As Price of Textbooks Continues to Rise, More Students Opt for the Digital (and the Rental)

It’s the second day of the spring semester and the line at the campus bookstore has already serpentinized the aisles. It is lunch hour for many students, but it is their moans and groans, not their hungry stomachs, that are heard across the room. Those who are not in-line are on the second floor, sifting through mounds of textbooks, looking for the much-coveted “used” yellow stickers. Others have forgone the business of doing their textbook shopping directly from bookstore, opting, instead, for cheaper offers online.

“The first time I bought my textbooks, I was shocked at the price,” said Devin Fell, a sophomore at the University of Arkansas. “It’s really a debilitating cost to students.”

Many students hand over their credit cards in disgruntlement, unwillingly ready to pay over $1110 per semester on books costs, according to the California Public Interest Research Group. They are many factors that play a part in textbooks’ price, such as years of research, contributions from dozens of individuals, and the actual manufacturing of the new editions and prints.

“Most of this cost is attributable to paying for the work and original ideas of authors, experts, editors, researchers, reviewers and designers,” said Susan Aspey in an e-mail, tvice president of communications at Pearson Education. “Publishers, like all businesses today, are faced with rising manufacturing and transportation costs.”

For example, in Jane B. Recce textbook, entitled Campbell Biology, more than “7,000 hours of researching and writing went into the final product, as well an additional 1,000 hours for reviewing the final pages with only the authors and contributors, alone,” Aspey said. “Developmental editors spent 8,800 hours reading multiple drafts to revise chapters, querying authors and crafting the layout of each page. Including the hours spent by the copy editor, developmental artists, and production work, more than 13.8 person years of work went into the development of this one, new edition.”

“That said, there are independent studies that show students are increasingly paying less for their course materials than in prior years, thanks to publishers’ efforts to offer a variety of lower-price options in print or digital formats,” Aspey said. “The retail market for course materials is competitive and students who are willing to spend time comparison shopping are able to find books attractively priced.”

According to a study done by Student Monitor, students purchase only about 78 percent of their textbooks, and during the 2010 semester, student spending for textbooks declined 13 percent.

The University of Arkansas bookstore has a buyback program in which the store buys back used textbooks for up to 50 percent of the original cost and then resells the book at a discounted cost to students. The program can be seemingly beneficial for students, for buying and selling, but the price at which the university buys the book back, can be painfully low.

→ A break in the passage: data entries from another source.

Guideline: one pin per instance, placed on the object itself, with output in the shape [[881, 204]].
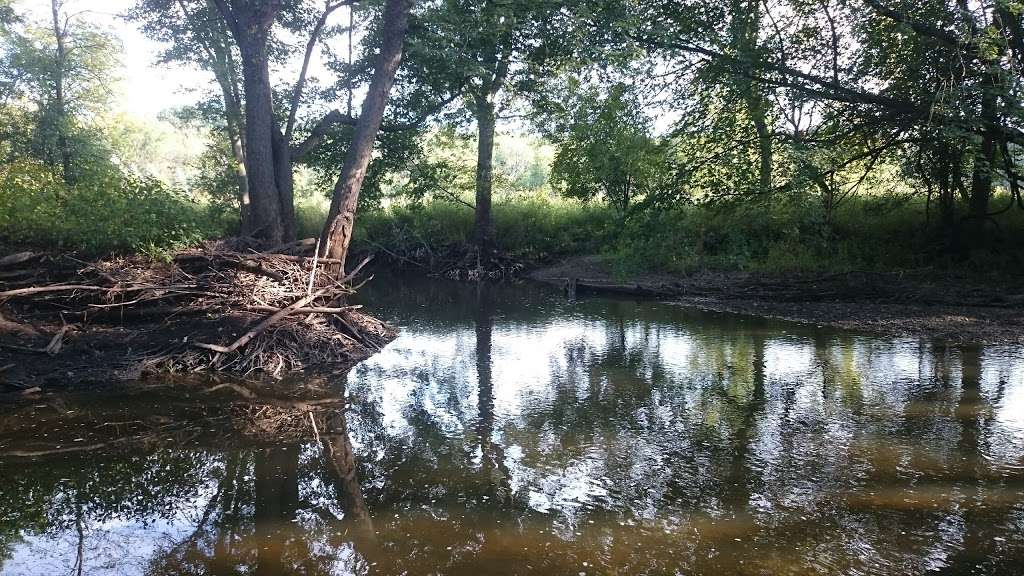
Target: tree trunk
[[60, 107], [757, 111], [242, 179], [283, 177], [981, 179], [263, 192], [338, 230], [483, 223]]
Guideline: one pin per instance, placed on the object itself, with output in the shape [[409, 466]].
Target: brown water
[[509, 432]]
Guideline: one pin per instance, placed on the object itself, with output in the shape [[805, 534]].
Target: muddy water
[[509, 432]]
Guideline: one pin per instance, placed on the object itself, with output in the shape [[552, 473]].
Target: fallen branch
[[17, 258], [262, 326], [308, 310]]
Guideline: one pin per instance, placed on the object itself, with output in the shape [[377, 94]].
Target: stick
[[356, 270], [54, 288], [262, 326], [309, 310], [67, 287], [312, 273], [313, 422]]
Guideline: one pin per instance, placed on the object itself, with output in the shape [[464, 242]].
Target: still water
[[510, 432]]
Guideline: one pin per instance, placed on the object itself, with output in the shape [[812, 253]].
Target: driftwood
[[170, 312]]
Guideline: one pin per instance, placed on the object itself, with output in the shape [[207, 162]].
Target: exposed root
[[209, 310]]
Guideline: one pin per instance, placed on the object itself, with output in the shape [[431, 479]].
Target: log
[[262, 326]]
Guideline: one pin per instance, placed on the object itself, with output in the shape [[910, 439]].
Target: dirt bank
[[218, 309], [922, 303]]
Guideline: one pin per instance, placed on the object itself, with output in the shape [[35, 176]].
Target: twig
[[308, 310], [262, 326]]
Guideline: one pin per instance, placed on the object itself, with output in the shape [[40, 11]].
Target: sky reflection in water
[[508, 432]]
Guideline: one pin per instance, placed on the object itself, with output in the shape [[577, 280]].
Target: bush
[[866, 233], [104, 212]]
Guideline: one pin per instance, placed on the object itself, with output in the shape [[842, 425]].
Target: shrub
[[103, 212]]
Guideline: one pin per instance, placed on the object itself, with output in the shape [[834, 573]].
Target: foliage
[[104, 212], [606, 151]]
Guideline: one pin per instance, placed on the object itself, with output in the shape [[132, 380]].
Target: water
[[509, 432]]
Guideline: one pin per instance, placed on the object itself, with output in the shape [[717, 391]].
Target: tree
[[484, 52], [196, 36], [337, 233], [235, 39], [55, 78]]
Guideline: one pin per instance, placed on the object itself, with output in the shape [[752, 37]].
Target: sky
[[145, 88]]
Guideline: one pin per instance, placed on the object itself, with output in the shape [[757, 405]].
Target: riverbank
[[919, 303], [220, 309]]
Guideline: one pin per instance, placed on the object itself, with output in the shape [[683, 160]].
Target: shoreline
[[919, 303]]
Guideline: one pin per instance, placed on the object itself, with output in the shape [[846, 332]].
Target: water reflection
[[507, 432]]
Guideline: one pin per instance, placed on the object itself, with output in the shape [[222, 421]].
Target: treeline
[[785, 119]]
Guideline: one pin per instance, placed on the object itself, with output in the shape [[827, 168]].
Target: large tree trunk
[[263, 192], [338, 230], [283, 177], [483, 223]]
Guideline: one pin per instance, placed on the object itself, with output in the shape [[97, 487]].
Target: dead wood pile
[[220, 307]]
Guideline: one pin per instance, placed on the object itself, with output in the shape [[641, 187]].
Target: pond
[[508, 430]]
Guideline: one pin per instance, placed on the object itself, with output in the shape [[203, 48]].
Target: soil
[[66, 323], [948, 305]]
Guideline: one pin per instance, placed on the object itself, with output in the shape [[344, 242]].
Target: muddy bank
[[220, 309], [921, 303]]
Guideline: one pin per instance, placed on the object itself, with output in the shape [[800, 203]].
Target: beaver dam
[[219, 309], [509, 430]]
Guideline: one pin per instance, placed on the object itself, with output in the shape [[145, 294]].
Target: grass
[[867, 234], [104, 212]]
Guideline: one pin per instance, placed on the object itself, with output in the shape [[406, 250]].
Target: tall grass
[[869, 234]]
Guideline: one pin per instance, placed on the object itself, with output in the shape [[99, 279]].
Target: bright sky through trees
[[145, 88]]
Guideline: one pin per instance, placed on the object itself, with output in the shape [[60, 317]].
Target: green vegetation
[[662, 135], [76, 174], [865, 234]]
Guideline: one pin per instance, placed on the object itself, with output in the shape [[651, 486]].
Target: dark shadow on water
[[510, 432]]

As a consequence, rises in textbook rentals, as well as purchasing used textbooks, have been noticed throughout the market.

As an author to a number of textbooks, Bruce Colbert, a professor at the University of Pittsburgh, said he realized renting cuts into his profits but “having to put his own two children through college,” he supports any savings to the student.

“In addition, I remember my college days when I had to pay for my own education,” Colbert said.

The high textbook costs have also aided in a rise of digital textbooks, or eBooks.

The selling of digital books has become an important part of Pearson Education, and Aspey said she expects that demand “will continue to grow.”

The University of Arkansas uses Pearson’s MyLab program in most of the university’s math classes, in which students do the majority of their homework online in a lab with the aid of tutorials and interactive tools.

“More than 90 percent of our higher-ed content is currently available in digital formats, and our MyLab and online learning programs saw record growth of more than 8 million student registrations in 2010,” Aspey said.

“Digital textbooks are 25 to 50 percent cheaper than print textbooks and have become relatively prevalent in the University of Arkansas bookstore,” said Ali Sadeghi-Jourabchi, manager of the University of Arkansas bookstore.

In addition to the competition in publishing, university bookstores are also looking to beat out the independent booksellers or renters by not only offering a variety of formats but by comparing prices with other stores and picking the lowest price for their store. This strategy is “called price-pointing,” Sadeghi-Jourabchi said.

“I asked all departments to look at what students need—memory sticks, note books, you name it—and I asked them to price-point, to find the best prices for the students in the bookstore,” Sadeghi-Jourabchi said.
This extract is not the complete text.